#hide
from nbdev import *
Check for broken external and internal links.
fastlinkcheck
checks for broken links in HTML documents. This occurs in parallel so performance is fast. Both external links and internal links are checked. Internal links are checked by verifying local files.
pip install fastlinkcheck
from fastlinkcheck import link_check
show_doc(link_check)
link_check
[source]
link_check
(path
:"Root directory searched recursively for HTML files",host
:"Host and path (without protocol) of web server"=''
,config_file
:"Location of file with urls to ignore"=None
,actions_output
:"Toggle GitHub Actions output on/off"=False
,exit_on_found
:"(CLI Only) Exit with status code 1 if broken links are found"=False
,print_logs
:"Toggle printing logs to stdout."=False
)
Check for broken links recursively in path
.
The _example/ directory in this repo contains sample HTML files which we can use for demonstration.
The path
parameter specifies the directory that will be searched recursively for HTML files that you wish to check.
Specifying the host
parameter allows you detect links that are internal by identifying links with that host name. External links are verified by making a request to the appropriate website.

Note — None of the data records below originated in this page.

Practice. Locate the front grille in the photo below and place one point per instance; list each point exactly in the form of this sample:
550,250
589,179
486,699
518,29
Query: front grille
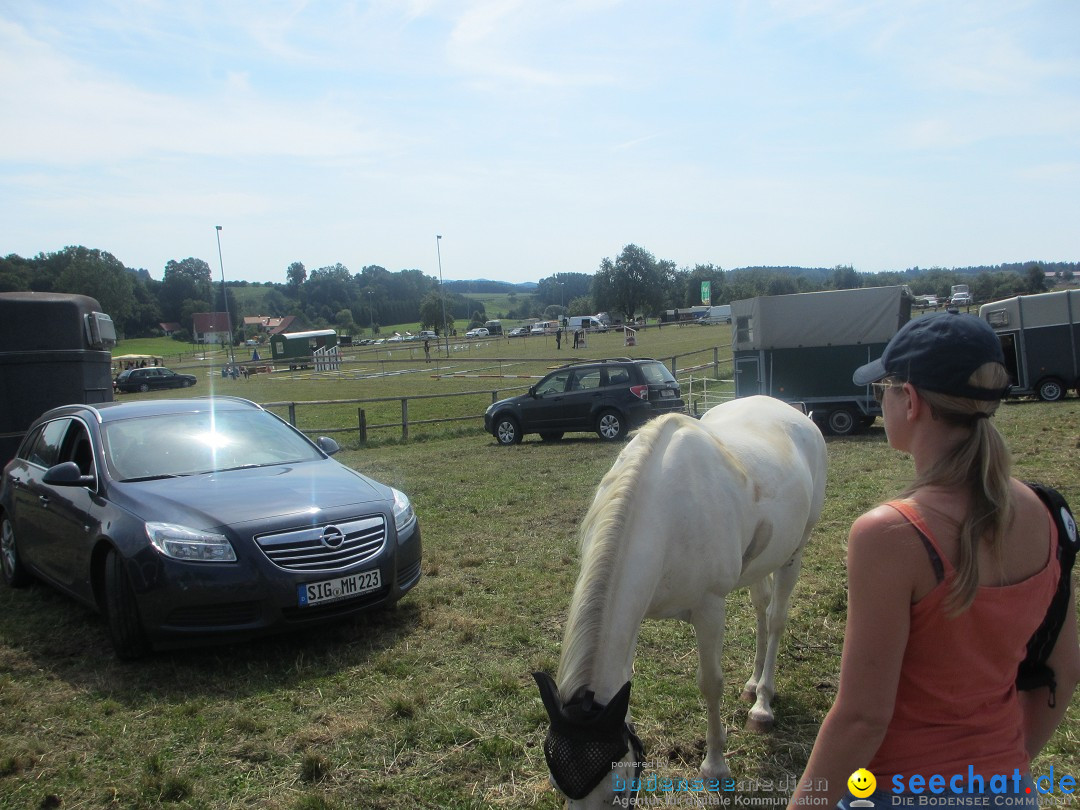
408,576
214,616
329,548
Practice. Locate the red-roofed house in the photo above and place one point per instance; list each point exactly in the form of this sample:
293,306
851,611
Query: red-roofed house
211,327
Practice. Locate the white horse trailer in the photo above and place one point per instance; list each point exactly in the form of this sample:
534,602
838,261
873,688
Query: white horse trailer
1040,336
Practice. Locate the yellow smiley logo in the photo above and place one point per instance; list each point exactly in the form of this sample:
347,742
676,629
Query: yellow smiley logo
862,783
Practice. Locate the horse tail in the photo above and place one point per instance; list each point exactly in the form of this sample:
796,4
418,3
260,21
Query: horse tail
599,543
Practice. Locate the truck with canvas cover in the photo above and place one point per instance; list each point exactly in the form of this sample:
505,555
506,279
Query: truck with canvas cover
1040,337
54,350
804,348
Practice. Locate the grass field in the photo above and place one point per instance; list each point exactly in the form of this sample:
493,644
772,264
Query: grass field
431,704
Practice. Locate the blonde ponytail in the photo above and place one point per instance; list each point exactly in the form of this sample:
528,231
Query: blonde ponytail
981,464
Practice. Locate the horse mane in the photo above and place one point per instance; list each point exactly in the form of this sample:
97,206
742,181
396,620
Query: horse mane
599,542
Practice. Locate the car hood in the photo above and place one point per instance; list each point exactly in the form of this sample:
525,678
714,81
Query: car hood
509,402
262,494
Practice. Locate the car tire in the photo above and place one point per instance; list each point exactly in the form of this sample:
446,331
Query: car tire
610,426
508,431
841,422
1051,390
121,610
14,572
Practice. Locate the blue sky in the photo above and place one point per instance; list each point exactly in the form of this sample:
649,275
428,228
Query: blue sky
541,136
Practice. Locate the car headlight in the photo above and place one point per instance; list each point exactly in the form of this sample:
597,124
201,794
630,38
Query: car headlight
193,545
404,516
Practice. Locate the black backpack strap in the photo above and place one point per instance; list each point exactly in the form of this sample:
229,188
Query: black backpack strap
1033,672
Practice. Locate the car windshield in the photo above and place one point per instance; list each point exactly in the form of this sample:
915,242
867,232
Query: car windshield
657,373
186,444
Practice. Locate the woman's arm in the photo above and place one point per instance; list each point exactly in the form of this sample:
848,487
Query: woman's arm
1041,719
882,552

On the other hand, internal links are verified by inspecting the presence and content of local files.
from fastlinkcheck import link_check
broken_links = link_check(path='_example', host='fastlinkcheck.com')
print(broken_links)
- 'http://somecdn.com/doesntexist.html' was found in the following pages: - `/Users/hamelsmu/github/fastlinkcheck/_example/test.html` - Path('/Users/hamelsmu/github/fastlinkcheck/_example/test.js') was found in the following pages: - `/Users/hamelsmu/github/fastlinkcheck/_example/test.html`
You can optionally print logs to stdout with the print_logs
parameter. This can be useful for debugging:
broken_links = link_check(path='_example', host='fastlinkcheck.com', print_logs=True)
ERROR: The Following Broken Links or Paths were found: - 'http://somecdn.com/doesntexist.html' was found in the following pages: - `/Users/hamelsmu/github/fastlinkcheck/_example/test.html` - Path('/Users/hamelsmu/github/fastlinkcheck/_example/test.js') was found in the following pages: - `/Users/hamelsmu/github/fastlinkcheck/_example/test.html`
print(f'Number of broken links found {len(broken_links)}')

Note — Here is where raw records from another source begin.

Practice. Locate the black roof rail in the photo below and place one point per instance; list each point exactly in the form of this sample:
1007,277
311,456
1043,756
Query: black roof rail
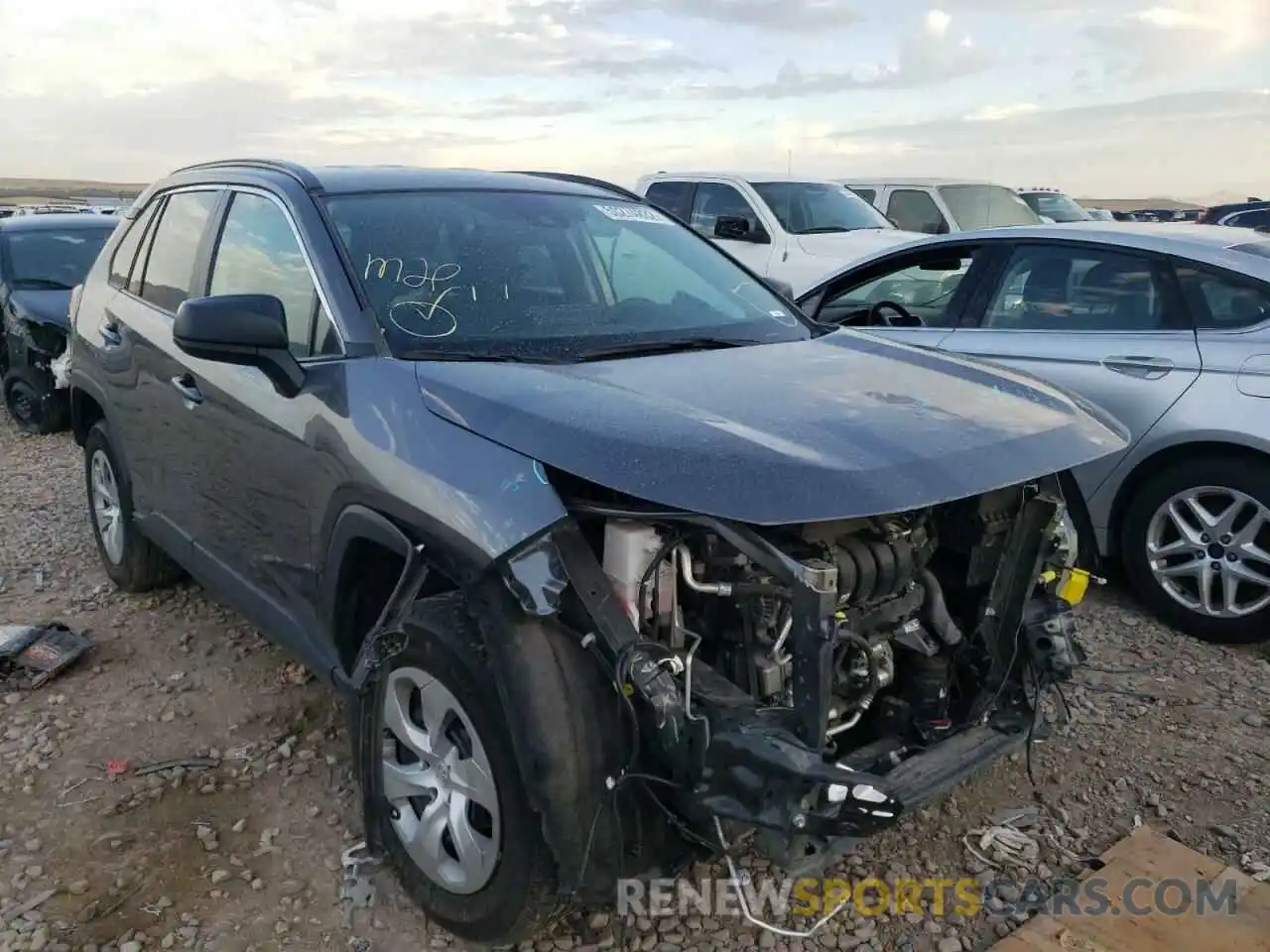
585,180
294,169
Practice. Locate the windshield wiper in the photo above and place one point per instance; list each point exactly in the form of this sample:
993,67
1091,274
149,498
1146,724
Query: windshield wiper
40,285
476,356
824,230
639,348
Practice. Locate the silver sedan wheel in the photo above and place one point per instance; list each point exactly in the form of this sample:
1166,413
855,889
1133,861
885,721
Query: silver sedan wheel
1209,548
105,507
439,782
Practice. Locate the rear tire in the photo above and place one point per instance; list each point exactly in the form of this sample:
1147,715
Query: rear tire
1173,584
511,893
132,561
32,404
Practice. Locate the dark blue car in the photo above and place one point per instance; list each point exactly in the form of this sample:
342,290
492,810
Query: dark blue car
613,552
42,259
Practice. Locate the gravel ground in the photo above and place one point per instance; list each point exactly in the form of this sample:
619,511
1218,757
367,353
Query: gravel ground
246,855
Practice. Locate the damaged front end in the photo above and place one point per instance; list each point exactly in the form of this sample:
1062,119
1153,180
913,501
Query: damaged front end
811,683
35,367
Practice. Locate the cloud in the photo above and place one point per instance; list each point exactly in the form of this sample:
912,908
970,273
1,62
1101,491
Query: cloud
931,53
780,16
522,108
1147,146
996,113
1164,40
327,45
150,134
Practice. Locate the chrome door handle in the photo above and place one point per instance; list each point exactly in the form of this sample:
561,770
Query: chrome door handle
186,386
1139,366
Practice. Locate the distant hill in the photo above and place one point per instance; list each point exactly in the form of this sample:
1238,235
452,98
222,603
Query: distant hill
18,190
1134,204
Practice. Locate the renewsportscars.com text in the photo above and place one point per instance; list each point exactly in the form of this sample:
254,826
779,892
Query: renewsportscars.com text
772,897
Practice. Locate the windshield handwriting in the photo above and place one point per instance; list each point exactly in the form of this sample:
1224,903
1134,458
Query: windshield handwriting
427,312
430,278
430,318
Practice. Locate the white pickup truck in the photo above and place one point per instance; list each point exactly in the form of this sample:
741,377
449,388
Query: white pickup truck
785,229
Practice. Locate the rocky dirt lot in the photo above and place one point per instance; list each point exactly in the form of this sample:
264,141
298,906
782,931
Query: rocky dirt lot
241,849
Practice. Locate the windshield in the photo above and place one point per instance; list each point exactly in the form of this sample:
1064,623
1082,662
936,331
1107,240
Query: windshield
987,207
1057,206
53,261
818,208
524,276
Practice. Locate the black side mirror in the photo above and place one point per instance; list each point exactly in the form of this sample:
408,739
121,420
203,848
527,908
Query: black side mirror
249,330
737,229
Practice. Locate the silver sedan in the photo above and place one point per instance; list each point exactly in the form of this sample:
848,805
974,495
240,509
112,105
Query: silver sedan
1169,330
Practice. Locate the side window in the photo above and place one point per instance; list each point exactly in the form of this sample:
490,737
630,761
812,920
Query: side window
1257,218
672,197
175,248
715,200
126,252
916,211
1223,303
926,290
258,254
1076,289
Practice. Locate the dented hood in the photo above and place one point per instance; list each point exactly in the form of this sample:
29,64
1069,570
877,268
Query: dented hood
838,426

Number of broken links found 2
You can choose to ignore files with a a plain-text file containing a list of urls to ignore. For example, the file linkcheck.rc
contains a list of urls I want to ignore:
with open('_example/linkcheck.rc', 'r') as f: print(f.read())
test.js https://www.google.com
In this case example/test.js
will be filtered out from the list:
broken_links = link_check(path='_example', host='fastlinkcheck.com', config_file='_example/linkcheck.rc')
print(broken_links)
- 'http://somecdn.com/doesntexist.html' was found in the following pages: - `/Users/hamelsmu/github/fastlinkcheck/_example/test.html`
link_check
can also be called from the command line. We can see various options by passing the --help
flag. These options correspond to the same parameters as calling the link_check
function described above.
link_check --help
usage: link_check [-h] [--host HOST] [--config_file CONFIG_FILE]

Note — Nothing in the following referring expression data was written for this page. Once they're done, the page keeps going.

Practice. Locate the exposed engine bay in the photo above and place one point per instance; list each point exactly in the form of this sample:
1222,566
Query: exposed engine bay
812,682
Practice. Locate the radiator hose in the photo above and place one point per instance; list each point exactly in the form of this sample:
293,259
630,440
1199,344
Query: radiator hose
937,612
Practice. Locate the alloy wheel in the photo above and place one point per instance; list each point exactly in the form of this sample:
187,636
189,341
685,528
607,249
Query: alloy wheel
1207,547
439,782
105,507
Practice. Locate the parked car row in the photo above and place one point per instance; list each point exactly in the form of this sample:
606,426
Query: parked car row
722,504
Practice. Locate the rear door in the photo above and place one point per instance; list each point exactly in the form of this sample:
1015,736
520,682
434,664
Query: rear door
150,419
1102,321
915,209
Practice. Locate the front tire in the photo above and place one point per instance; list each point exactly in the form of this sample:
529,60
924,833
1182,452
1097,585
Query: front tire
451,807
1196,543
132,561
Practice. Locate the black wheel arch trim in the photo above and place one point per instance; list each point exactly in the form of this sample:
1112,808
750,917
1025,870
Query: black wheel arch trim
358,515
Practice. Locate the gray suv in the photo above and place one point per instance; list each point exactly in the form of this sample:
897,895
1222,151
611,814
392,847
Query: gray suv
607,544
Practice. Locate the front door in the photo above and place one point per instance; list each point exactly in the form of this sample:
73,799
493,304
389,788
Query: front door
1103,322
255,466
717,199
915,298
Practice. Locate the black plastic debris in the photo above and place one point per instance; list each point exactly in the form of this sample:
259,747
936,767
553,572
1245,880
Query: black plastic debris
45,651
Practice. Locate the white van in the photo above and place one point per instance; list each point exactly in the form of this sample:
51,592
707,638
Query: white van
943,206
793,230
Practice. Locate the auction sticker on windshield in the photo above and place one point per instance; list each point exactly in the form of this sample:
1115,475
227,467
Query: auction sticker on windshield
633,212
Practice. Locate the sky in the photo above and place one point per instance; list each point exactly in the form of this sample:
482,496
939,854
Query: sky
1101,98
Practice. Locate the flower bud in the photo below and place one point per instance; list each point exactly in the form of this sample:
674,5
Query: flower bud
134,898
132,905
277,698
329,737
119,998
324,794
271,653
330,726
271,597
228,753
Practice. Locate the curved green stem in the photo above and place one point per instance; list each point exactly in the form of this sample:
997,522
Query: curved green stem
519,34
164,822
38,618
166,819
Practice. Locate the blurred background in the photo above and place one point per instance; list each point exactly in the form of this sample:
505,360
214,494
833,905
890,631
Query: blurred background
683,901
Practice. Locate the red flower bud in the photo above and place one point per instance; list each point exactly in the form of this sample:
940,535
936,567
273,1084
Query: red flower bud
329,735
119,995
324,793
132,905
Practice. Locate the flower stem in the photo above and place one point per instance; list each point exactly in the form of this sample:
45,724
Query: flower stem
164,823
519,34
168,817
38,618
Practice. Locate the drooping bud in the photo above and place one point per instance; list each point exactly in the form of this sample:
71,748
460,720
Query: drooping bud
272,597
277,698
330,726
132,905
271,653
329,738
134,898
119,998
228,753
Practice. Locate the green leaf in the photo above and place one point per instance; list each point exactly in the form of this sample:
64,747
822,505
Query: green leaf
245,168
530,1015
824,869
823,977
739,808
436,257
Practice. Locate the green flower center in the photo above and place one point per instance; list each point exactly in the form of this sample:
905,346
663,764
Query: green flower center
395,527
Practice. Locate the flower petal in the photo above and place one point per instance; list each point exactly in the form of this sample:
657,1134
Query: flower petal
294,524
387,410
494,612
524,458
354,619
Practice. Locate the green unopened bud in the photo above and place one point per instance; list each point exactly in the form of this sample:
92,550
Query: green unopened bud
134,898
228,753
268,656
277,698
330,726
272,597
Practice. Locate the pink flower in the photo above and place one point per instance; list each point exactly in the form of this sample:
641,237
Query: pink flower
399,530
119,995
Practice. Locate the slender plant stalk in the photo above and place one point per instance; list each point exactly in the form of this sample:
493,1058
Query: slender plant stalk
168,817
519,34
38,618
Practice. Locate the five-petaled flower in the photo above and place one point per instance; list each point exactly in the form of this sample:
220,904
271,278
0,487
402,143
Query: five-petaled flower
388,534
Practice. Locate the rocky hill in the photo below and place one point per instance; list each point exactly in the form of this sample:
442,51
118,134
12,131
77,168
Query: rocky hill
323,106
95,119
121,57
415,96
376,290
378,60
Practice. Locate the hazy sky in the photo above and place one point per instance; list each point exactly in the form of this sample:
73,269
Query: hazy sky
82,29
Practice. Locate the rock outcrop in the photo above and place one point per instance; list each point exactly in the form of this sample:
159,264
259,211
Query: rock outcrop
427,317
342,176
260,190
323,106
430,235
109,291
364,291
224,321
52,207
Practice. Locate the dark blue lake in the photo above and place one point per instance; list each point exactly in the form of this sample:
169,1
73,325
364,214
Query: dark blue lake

[--actions_output] [--exit_on_found] [--print_logs] [--pdb]
[--xtra XTRA]
path
Check for broken links recursively in `path`.
positional arguments:
path Root directory searched recursively for HTML files
optional arguments:
-h, --help show this help message and exit
--host HOST Host and path (without protocol) of web server
(default: )
--config_file CONFIG_FILE
Location of file with urls to ignore
--actions_output Toggle GitHub Actions output on/off (default: False)
--exit_on_found Exit with status code 1 if broken links are
found (default: False)
--print_logs Toggle printing logs to stdout. (default: False)